本文从文化经济地理学视角出发,将地方性与本土产业发展视为相互影响、相互建构的过程,基于“地方-行动-结构”的互动,解读案例地玉器产业发展中地方性的嵌入及其重构过程,得出以下结论:案例地玉器产业的发展同时受到不同空间尺度政治经济过程及其格局变动等结构性因素与地方主体响应等非结构因素的共同作用。其中,地方性不仅是本土产业产生并得以与区域生产网络建立功能联系的初始条件,而且是地方主体响应结构变动所做战略选择的依托和地方营销的内容。地方嵌入的重要性并没有随着全球化的深入或其他结构性因素的作用而减弱。地方性在嵌入本土产业发展的过程中被赋予新的特质与意义。生产、生活和宗教等地方实践强化与本土产业相关的功能与意义,并刻印在乡村民居与公共空间等景观的重构。然而,地方实践与物质环境的这些显著变化并未削减主体与地方的联系,村民对地方的功能依赖和情感性依恋反而因本土产业发展带来更好发展机会与荣誉而明显增强,产生出进步的地方感。
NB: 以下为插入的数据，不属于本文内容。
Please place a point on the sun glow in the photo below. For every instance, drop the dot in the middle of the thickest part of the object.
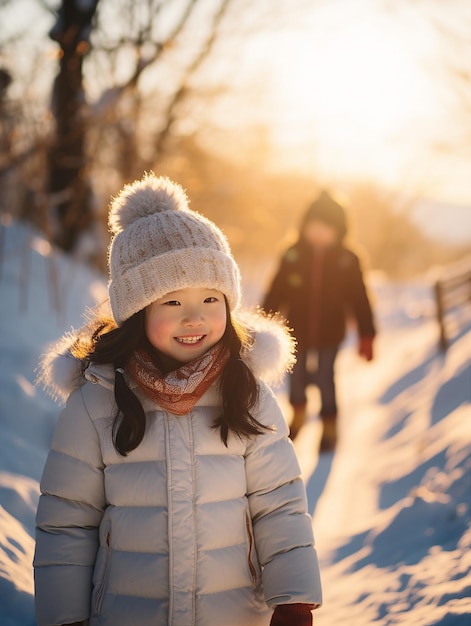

本文在产业发展与地方性的双向互动中解读地方性重构的机制与特点,是文化经济地理学有关经济与文化相互建构观点的例证,在此基础上,本研究结合本土产业发展的特点,采用“地方-行动-结构”框架解读本土产业发展影响下的地方性重构,也是改变以往地方性重构研究中“结构”与“行动”二元化的一种尝试,是对地方性重构机制多元理论视角的回应。案例地的研究揭示了,地方性的演变受到多重机制的共同作用,且不同机制作用的特点很大程度上取决于具体的重构情境,尤其是地方性解构与重构的方式。对于阳美村这类专业村,产业发展是地方性解构与重构的主要方式。由于本土产业发展根植于地方且其成长过程较为漫长,其对地方性的解构与重构不同于灾害或强大域外发展干预等方式急剧去地方性的特点,而是呈现出过程漫长、方式温和的特点;同时,与外源性产业发展影响下的地方性重构情境相比,作为链接“地方”与“结构”的地方主体,在本土产业发展中掌握更多的话语权与主动权,且其行动往往根植于地方,故而,地方主体更能发挥其能动作用应对结构变动的影响。因而,本土产业发展等内生于地方的发展实践对地方性的重构往往不是简单的推倒重来,而是对原有地方性的选择性吸收与策略性再生产,故仍有可能保留某些相对不变的特质,甚至在地方实践与物质环境发生较大改变时有可能进一步强化人与地方的联系。